Barker’s hypothesis: Fetal origins of adult disease

Barker’s hypothesis: Fetal origins of adult disease

Fetal origins of adult disease is popularly known as Barker’s hypothesis. The concept was proposed by David Barker in 1990 and was noted in his book “Fetal and Infant Origins of Adult Disease”, published in 1992. The hypothesis proposed that adverse nutrition in early life as measured by birth weight increased susceptibility to adult diseases like metabolic syndrome with risk for coronary artery disease and stroke. An article by Barker DJ et al in 2009 mentioned that there is clear evidence that the pace and pathway of early growth is a major risk factor for development of chronic diseases including coronary artery disease, stroke, type 2 diabetes mellitus and hypertension [1].

They mentioned that malnutrition during fetal life, infancy and early childhood permanently change the structure and function of the body by ‘programming’. They reviewed the findings of the Helsinki Birth Cohort which had over thirteen thousand persons born during 1934 to 1944. There was an older cohort of over seven thousand persons born between 1924 to 1933. It was found that children who develop coronary artery disease and diabetes mellitus later grow slowly during fetal life and infancy. Thereafter their body mass indices increase rapidly.

Those who develop stroke later was found to grow slowly in fetal life, infancy and childhood. The authors also reviewed how the growth of girls during infancy, childhood and at puberty influences chronic disease in the next generation.

Calkins K et al who reviewed the concept in 2019 noted that clues to the fetal origin of adult disease concept originally arose from large 20th century European registries [2]. They mention that large diverse human cohorts and various animal models have extensively replicated these original observations. They considered that the implications were beyond the low birth weight population and include babies exposed to nutritional and non-nutritional stress during critical periods of development. Several diseases other than cardiovascular disorders also come under the purview of this concept.

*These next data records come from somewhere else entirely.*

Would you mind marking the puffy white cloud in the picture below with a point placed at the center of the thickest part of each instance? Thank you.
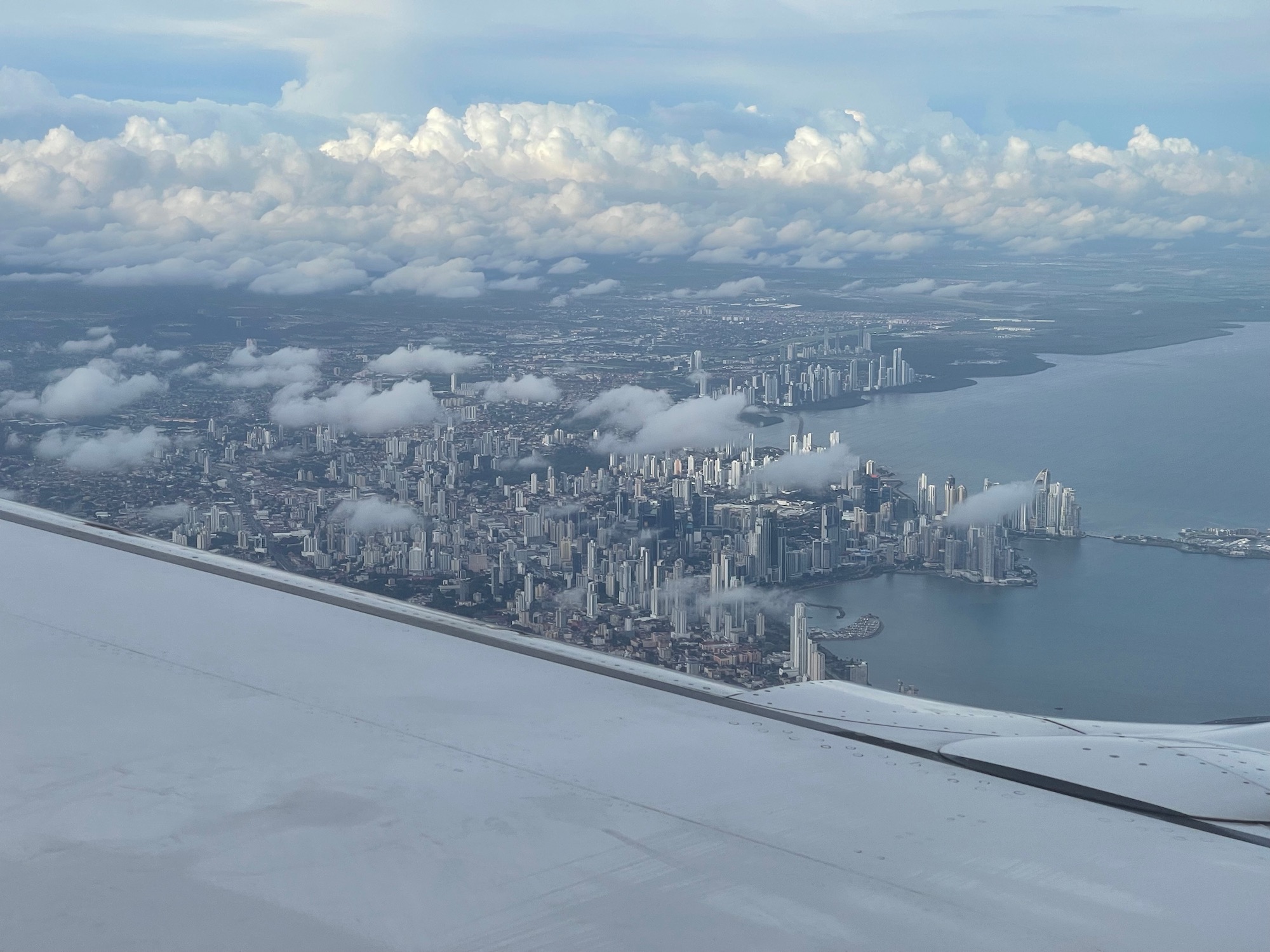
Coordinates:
(115, 450)
(568, 266)
(815, 472)
(529, 389)
(96, 390)
(358, 407)
(312, 277)
(453, 279)
(700, 423)
(250, 369)
(599, 288)
(991, 505)
(730, 289)
(625, 408)
(144, 352)
(921, 286)
(371, 515)
(429, 210)
(516, 284)
(425, 360)
(93, 345)
(167, 513)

The so-called ‘catch-up growth’ of low birth weight children may not be that ideal though caregivers often consider it as comforting. Catch-up growth reflects body’s natural response to nutrient deprivation. But this exponential childhood growth increases the risk for metabolic syndrome characterized by obesity, insulin resistance, dyslipidemia and hypertension.

The thrifty phenotype hypothesis proposes that poor nutrition in early life produces permanent changes in glucose-insulin metabolism. This is considered as the reason for epidemiological associations between poor fetal growth and later development of type 2 diabetes and metabolic syndrome. There is reduced capacity to secrete insulin and insulin resistance. These combined with effects of obesity, ageing and physical inactivity are the most important factors determining the development of type 2 diabetes [3].

References

1. Barker DJ, Osmond C, Kajantie E, Eriksson JG. Growth and chronic disease: findings in the Helsinki Birth Cohort. Ann Hum Biol. 2009 Sep-Oct;36(5):445-58. doi: 10.1080/03014460902980295. PMID: 19562567.
2. Calkins K, Devaskar SU. Fetal origins of adult disease. Curr Probl Pediatr Adolesc Health Care. 2011 Jul;41(6):158-76. doi: 10.1016/j.cppeds.2011.01.001. PMID: 21684471; PMCID: PMC4608552.
3. Hales CN, Barker DJ. The thrifty phenotype hypothesis. Br Med Bull. 2001;60:5-20. doi: 10.1093/bmb/60.1.5. PMID: 11809615.